5G global connections numbered nearly 2 billion earlier this year, and are projected to reach 7.7 billion by 2028. While 5G has delivered faster speeds, higher capacity, and improved latency, particularly for video and data traffic, the initial promise of creating new revenues for network operators has remained elusive.

Most mobile applications are now routed to the cloud. At the same time, radio access network (RAN) and packet core solutions based on traditional designs continue to improve incrementally with software enhancements and more efficient hardware. These single-purpose systems running traditional voice, data, and video workloads aren’t significantly increasing average revenue per user for telecom companies. Instead, these systems are primarily enabling connectivity and viewed as operating expenditures, which reduces the return on investment. However, this approach is about to change.

The emergence of ChatGPT and rapid large language model (LLM) innovation provide a first glimpse at a new type of application that requires accelerated computing. This demands a different kind of multipurpose network to optimize AI and generative AI workloads. Initially, AI network deployments were focused on heavy training workloads that were centralized and required large data centers. Early LLM inference has also been mostly centralized and bound tightly to the training efforts, resulting in more of the same traffic motion from edge to cloud.

Vision language models (VLMs) and small language models (SLMs), as well as enhanced efficiency of LLM inference, lend well to a distributed architecture spread across networks that bring generative AI models closer to data. The evolution of generative AI towards agentic AI and multimodal AI will demand closer alignment of inferencing to network endpoints, as enterprises need data localization, security, and guaranteed quality of service (QoS). These requirements are already delivered by today’s telecom networks.

This post explains the need for AI-native network infrastructure and presents key implications of and opportunities for meeting the demands of AI workloads in a telco network.

Balancing AI inference traffic with legacy workloads 

Moving from a centralized compute architecture targeted at LLM training to a highly distributed inference approach for generative AI will have profound effects on future networks. With an increase in SLM, VLM, and LLM inference traffic, more requests with data flow in the network. End devices will evolve to intercept some requests, but are limited by on-device compute, memory, and power.

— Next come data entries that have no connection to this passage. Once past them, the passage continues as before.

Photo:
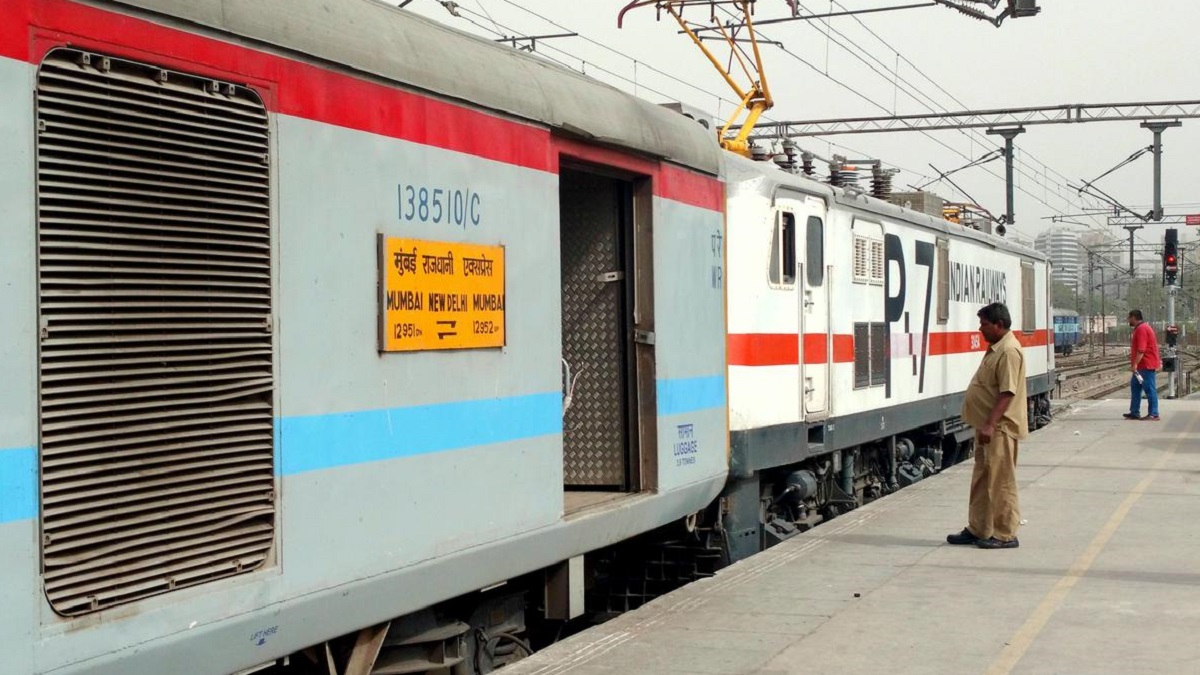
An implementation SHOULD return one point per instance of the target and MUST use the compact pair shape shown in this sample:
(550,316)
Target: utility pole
(1157,129)
(1132,228)
(1104,318)
(1008,135)
(1091,304)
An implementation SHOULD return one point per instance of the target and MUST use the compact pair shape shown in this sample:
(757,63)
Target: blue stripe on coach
(677,396)
(327,441)
(324,441)
(18,484)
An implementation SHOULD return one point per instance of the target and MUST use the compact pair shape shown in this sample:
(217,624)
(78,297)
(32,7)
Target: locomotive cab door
(814,298)
(805,215)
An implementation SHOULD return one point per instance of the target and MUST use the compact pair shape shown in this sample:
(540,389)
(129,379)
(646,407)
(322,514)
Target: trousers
(995,508)
(1150,387)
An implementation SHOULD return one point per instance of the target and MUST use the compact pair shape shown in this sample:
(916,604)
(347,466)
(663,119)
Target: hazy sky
(1073,52)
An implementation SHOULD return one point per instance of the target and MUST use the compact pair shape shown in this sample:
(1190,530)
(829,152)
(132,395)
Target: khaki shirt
(1002,369)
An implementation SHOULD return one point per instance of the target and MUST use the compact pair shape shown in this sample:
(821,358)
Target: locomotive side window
(156,354)
(943,280)
(783,250)
(814,246)
(1029,314)
(868,260)
(870,354)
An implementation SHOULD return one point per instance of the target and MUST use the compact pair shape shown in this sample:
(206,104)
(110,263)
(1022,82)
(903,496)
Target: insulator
(881,185)
(809,168)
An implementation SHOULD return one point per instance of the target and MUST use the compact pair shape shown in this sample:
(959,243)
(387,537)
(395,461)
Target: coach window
(783,250)
(1029,314)
(814,248)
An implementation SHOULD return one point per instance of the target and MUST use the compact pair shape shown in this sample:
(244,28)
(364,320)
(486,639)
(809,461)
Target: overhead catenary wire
(895,78)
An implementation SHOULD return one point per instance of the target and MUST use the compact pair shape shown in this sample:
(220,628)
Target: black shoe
(963,538)
(994,543)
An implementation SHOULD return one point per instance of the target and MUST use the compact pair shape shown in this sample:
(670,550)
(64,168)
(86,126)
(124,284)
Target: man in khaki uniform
(996,407)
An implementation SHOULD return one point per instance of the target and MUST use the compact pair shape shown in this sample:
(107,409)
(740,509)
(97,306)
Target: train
(337,340)
(1066,330)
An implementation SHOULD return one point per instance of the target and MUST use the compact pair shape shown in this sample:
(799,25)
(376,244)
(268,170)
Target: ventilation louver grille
(156,369)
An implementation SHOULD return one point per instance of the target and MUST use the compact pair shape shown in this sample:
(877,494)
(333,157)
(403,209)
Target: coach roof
(395,45)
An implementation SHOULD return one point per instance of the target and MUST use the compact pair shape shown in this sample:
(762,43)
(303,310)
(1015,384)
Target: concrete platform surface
(1107,578)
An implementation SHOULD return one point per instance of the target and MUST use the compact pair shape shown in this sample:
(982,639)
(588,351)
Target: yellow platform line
(1025,635)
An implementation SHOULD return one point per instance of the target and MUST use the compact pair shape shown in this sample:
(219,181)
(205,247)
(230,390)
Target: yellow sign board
(439,296)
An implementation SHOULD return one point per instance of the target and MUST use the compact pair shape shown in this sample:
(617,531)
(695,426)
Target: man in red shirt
(1144,362)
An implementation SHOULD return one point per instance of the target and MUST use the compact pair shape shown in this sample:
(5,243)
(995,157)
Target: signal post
(1170,278)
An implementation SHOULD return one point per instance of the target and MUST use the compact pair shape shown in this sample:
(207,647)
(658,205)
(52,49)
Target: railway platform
(1107,579)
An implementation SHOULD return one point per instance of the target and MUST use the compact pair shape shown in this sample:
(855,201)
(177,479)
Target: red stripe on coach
(942,344)
(784,348)
(669,180)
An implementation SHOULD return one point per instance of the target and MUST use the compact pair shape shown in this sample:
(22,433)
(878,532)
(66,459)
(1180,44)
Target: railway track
(1111,375)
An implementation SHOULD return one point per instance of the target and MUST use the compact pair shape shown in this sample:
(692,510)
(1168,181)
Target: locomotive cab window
(814,248)
(1029,312)
(943,281)
(783,250)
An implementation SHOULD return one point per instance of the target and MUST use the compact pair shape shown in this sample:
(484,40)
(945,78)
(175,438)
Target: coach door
(804,215)
(600,374)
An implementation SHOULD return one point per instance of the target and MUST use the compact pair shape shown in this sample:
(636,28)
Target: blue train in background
(1066,330)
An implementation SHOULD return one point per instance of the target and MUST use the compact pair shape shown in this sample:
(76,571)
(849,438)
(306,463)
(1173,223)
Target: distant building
(1018,238)
(1063,249)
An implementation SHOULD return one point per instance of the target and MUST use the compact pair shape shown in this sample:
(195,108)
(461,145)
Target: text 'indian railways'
(977,285)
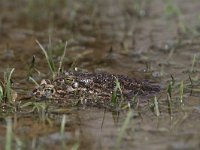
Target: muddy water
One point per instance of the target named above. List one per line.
(154, 40)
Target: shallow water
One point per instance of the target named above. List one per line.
(155, 40)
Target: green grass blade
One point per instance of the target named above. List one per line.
(9, 133)
(62, 58)
(156, 107)
(8, 85)
(181, 91)
(49, 60)
(124, 127)
(62, 128)
(1, 93)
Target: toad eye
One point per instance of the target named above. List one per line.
(75, 85)
(48, 92)
(69, 80)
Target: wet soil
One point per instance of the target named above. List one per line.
(155, 40)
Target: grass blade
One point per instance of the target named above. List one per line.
(124, 127)
(8, 85)
(156, 107)
(49, 60)
(8, 145)
(62, 58)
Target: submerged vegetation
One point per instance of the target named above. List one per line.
(149, 40)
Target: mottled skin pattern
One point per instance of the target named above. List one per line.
(92, 88)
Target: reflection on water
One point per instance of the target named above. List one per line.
(142, 39)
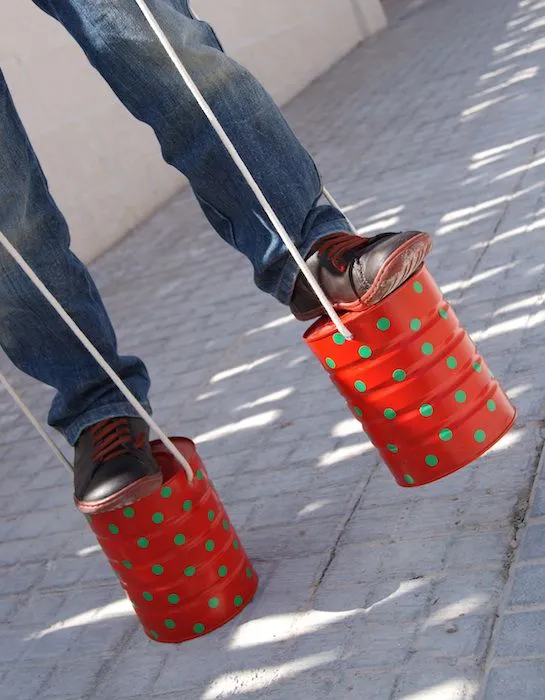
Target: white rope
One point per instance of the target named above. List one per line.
(28, 413)
(97, 356)
(327, 194)
(333, 315)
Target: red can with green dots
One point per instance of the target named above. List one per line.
(177, 555)
(413, 378)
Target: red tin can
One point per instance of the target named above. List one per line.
(176, 553)
(413, 378)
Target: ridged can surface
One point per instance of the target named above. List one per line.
(177, 555)
(414, 379)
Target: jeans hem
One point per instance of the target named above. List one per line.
(291, 268)
(113, 410)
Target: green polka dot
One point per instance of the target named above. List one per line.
(480, 436)
(460, 396)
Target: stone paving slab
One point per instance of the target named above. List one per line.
(368, 591)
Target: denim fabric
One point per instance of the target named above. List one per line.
(119, 44)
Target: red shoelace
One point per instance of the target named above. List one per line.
(112, 438)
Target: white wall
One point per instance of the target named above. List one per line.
(104, 167)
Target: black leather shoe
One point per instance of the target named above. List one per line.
(113, 465)
(357, 272)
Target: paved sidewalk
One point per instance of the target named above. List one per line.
(368, 591)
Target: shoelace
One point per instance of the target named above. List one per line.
(333, 250)
(112, 438)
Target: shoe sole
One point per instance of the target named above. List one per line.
(126, 497)
(397, 269)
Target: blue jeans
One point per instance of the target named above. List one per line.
(119, 44)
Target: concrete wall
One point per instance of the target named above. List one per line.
(105, 168)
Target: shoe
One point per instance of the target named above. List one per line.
(357, 272)
(113, 465)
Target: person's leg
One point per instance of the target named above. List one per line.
(36, 339)
(119, 43)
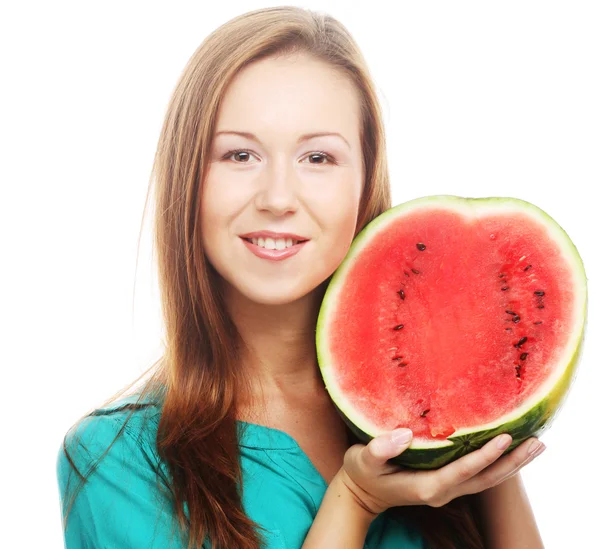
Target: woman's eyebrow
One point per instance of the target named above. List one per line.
(302, 138)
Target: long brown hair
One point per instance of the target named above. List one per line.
(197, 376)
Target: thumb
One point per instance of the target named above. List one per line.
(386, 446)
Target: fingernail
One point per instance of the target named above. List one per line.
(539, 450)
(504, 442)
(535, 447)
(402, 436)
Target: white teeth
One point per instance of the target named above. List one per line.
(274, 243)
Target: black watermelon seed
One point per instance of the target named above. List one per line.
(521, 341)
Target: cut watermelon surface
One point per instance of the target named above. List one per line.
(458, 318)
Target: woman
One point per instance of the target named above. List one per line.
(271, 159)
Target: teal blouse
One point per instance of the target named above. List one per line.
(121, 505)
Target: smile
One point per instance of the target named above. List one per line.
(275, 249)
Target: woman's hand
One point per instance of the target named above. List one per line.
(378, 485)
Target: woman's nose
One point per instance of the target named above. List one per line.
(278, 190)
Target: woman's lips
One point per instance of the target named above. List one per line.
(274, 255)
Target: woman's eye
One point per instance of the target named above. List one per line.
(242, 154)
(320, 155)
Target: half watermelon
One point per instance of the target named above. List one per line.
(459, 318)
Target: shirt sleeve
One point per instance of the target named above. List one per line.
(122, 504)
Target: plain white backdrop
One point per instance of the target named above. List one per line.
(480, 99)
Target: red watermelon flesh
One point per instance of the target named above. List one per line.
(452, 317)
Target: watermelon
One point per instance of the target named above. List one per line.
(459, 318)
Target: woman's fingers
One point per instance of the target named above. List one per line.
(468, 466)
(384, 447)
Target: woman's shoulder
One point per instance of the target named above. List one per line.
(120, 503)
(128, 418)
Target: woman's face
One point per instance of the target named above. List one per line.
(283, 187)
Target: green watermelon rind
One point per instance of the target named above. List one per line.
(533, 421)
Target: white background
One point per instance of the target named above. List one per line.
(480, 99)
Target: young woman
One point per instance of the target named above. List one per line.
(271, 159)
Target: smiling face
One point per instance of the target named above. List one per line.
(279, 216)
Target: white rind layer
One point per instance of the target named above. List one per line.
(473, 208)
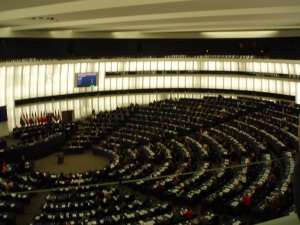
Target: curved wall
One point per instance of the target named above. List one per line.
(36, 79)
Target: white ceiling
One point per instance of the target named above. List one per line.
(149, 18)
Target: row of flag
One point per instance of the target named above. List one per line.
(44, 118)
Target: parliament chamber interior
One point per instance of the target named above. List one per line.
(164, 125)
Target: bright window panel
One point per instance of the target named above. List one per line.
(242, 66)
(197, 82)
(140, 66)
(264, 67)
(132, 82)
(139, 99)
(64, 79)
(146, 82)
(83, 68)
(219, 65)
(256, 67)
(181, 83)
(234, 66)
(279, 89)
(17, 81)
(114, 67)
(227, 82)
(265, 85)
(271, 68)
(292, 88)
(147, 66)
(139, 83)
(285, 69)
(132, 66)
(197, 66)
(33, 81)
(278, 68)
(249, 66)
(272, 86)
(188, 81)
(175, 65)
(227, 66)
(168, 65)
(153, 65)
(160, 81)
(108, 66)
(189, 65)
(204, 65)
(107, 84)
(146, 99)
(257, 84)
(120, 83)
(204, 82)
(153, 82)
(132, 99)
(182, 65)
(234, 83)
(174, 81)
(161, 65)
(220, 82)
(286, 87)
(167, 82)
(125, 102)
(212, 65)
(120, 67)
(250, 85)
(26, 83)
(113, 84)
(113, 102)
(126, 66)
(212, 82)
(71, 78)
(291, 69)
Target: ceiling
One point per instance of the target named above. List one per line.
(149, 18)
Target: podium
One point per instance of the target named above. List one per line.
(60, 157)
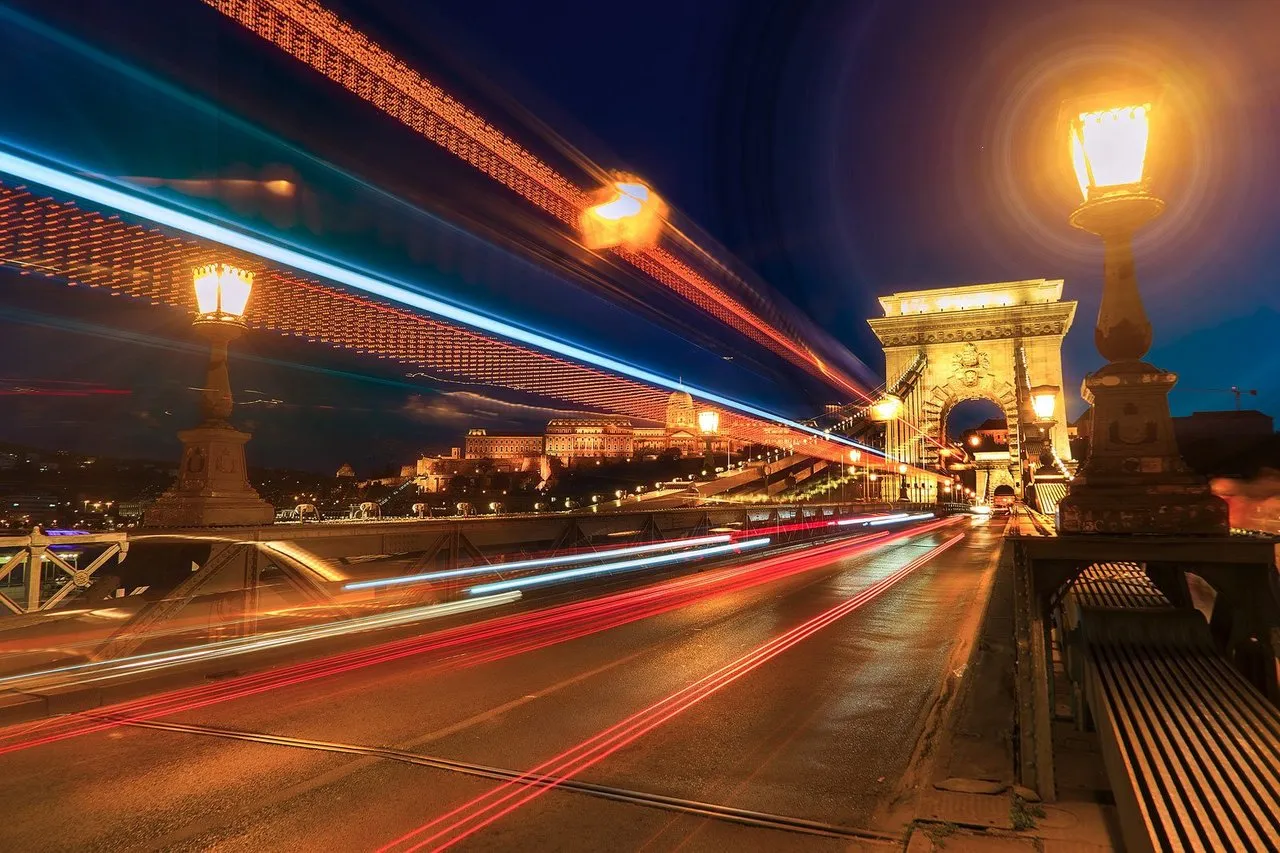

Sending all network traffic to the cloud, as traditional apps do, is problematic, as generative AI models carry data to generate unique and real-time responses. Adding up the volume of expected consumer and enterprise inference requests with internal models on the network results in a busy data pipeline.

Cases are emerging for multimodal requests that need adaptive routing to improve throughput and latency. Other requirements that will affect data movement are user privacy, sovereignty, and security, including the data allowed through packet core and UPF.

This is a perfect opportunity for telecom companies, as their wireless networks and compute clusters are highly distributed, and available in many geographic locations. If telecom companies can balance critical legacy workloads and new AI inference traffic, then the application generates revenue. This approach has started working in LLM training, and generative AI inference is logically the next area telcos should focus on for monetization opportunities.

Supporting agile inference services

NVIDIA and the AI ecosystem are fully invested in creating lighter and more agile inference services. These are built as containers that can run anywhere, and they can be load balanced, scheduled, and combined in diverse ways. Deployable containers enable generative AI models to be closer to data and leverage retrieval-augmented generation (RAG). This will be increasingly important as SLMs, VLMs, and multimodel models are created and agentic workflows become prevalent.

A network can support AI containers almost anywhere. The AI agents and smaller models will lead to a new type of LLM, or model-based routing, where model weights and network insights are used to determine which model is needed where and how to load balance the network traffic to these models to prevent blocks and oversubscription.

Current networks, especially at the edge, are not built for this adaptive routing of AI traffic.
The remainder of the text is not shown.